Le livre montre le basculement qui se passe dans la vie de Jésus quand l’opposition grandit, quand il découvre où le conduira sa mission s’il y reste fidèle. Et on rejoint alors le sens de la passion et le sens de la résurrection qui lui est intimement associé. Parce que l’amour de Dieu qui est éternel est bien celui qui s’est montré sur la Croix. C’est l’audace inouïe de la révélation chrétienne de faire basculer les scénarios humains de justice et de réussite. Dieu nous fait comprendre aussi comment le chemin de la vie éternelle est dans la manière de le reconnaître parmi les plus petits et les plus mal en point. Il ne s’agit pas de compter les bons points, mais de reconnaître que la relation avec Dieu mène là. Comme les prophètes, Jésus fait comprendre que « c’est dans l’attention bienveillante à son prochain que l’homme rencontre Dieu », et sa résurrection dit à jamais que c’est dans l’amour extrême qui l’a conduit à la croix que Dieu rejoint vraiment les hommes qui se croient abandonnés de lui.
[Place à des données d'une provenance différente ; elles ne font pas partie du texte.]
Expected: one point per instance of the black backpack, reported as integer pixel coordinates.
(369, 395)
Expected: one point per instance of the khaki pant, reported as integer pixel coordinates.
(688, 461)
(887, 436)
Tout cela, je ne l’ai pas seulement retenu, pour avoir décidé de ne pas l’oublier. Il y a plus.
J’ai envie que cela passe de ma mémoire à ce que la prière peut en faire dans l’action de grâce.
Déjà dans une nouvelle manière de prier le » Notre Père » avec l’importance de ce nom par lequel je m’adresse à ce Père aimant à la folie, avec l’importance de cette recherche et de ce désir de son règne, à comprendre comme Jésus l’a enseigné, avec la providence en témoin de la présence de Dieu et de sa grande miséricorde. Ce livre m’a fait découvrir Jésus plus proche, toujours plus proche par l’inouï de sa résurrection. Le temps qu’il m’a fallu pour lire ces pages, je le vois comme une semence qui fera fleurir en moi des jours et des années d’une plus grande proximité à Jésus.